Before the agency pricing publishers were setting the list price, and retailers were selling them at whatever discount was convenient. Amazon's business adapted very well to ebooks, so it was selling more ebooks than other retailers. Because of this, Amazon got a better deal on ebooks. It used this advantage to sell ebooks at a lower price than the competition, which increased the market share. They figured that consumers prefer the $9.99 price tag to anything above $10, and and the books on NYT's list were sought after so it was a good business move to get more customers. Unless the books had a list price higher than average (for a book on NYT's list) Amazon was still making a small profit, because it had a better deal. And people preferred to get the ebooks instead of the p-books because of the difference in price.

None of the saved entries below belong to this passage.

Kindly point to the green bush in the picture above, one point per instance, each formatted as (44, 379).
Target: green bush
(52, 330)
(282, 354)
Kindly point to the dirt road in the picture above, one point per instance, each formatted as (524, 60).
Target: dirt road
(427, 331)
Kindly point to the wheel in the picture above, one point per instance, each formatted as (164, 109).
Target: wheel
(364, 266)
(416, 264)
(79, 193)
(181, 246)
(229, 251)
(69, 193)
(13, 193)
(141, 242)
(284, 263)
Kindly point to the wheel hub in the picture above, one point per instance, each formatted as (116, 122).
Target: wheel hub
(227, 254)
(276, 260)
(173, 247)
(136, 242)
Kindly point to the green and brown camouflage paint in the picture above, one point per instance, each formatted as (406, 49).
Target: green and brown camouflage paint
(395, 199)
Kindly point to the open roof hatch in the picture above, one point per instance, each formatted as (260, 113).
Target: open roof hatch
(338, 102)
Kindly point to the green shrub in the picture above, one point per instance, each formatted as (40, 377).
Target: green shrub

This meant that for the top selling books the market was shifting towards ebooks and this was not good for publishers, since they had more control over p-books. At least one publisher tried to make Amazon change the price by refusing to use it as a distributor for all their titles, which resulted in lower sales for that publisher, which the publisher couldn't afford.

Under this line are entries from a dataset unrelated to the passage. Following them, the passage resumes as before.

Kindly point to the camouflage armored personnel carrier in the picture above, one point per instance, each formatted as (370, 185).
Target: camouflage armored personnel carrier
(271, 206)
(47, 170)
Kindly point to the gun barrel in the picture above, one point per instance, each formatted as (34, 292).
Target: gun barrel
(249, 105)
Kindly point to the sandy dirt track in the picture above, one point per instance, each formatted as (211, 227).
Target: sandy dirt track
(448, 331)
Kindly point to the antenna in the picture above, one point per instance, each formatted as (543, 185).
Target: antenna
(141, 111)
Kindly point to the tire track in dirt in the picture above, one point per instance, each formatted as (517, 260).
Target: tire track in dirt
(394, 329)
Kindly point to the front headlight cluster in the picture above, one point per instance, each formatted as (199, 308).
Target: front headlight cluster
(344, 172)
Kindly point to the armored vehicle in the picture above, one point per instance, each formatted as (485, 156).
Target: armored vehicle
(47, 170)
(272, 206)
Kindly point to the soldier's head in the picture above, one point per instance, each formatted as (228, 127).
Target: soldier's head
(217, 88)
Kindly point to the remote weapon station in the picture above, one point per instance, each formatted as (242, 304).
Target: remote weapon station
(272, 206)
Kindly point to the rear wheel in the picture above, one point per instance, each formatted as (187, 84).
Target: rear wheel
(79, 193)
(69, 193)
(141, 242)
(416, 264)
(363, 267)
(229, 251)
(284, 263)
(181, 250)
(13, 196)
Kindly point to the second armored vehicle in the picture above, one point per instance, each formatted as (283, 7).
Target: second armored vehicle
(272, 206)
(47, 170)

This whole situation was a result of poor management on the part of the publishers because they didn't realize what an impact ebooks would have.
I'm pretty sure that Amazon wasn't getting a better deal than everyone else. They pretty much paid the same price as the other major retailers (I've heard 50% of retail thrown out), however, they were willing to take a lose on those specific ebooks to establish a market.

The agency model didn't break the publishers business model. The publishers were able to set the price to whatever fit their business model. What caused the publishers grief was that Amazon had already set the price in the public's mind, so basically the publishers waited too long.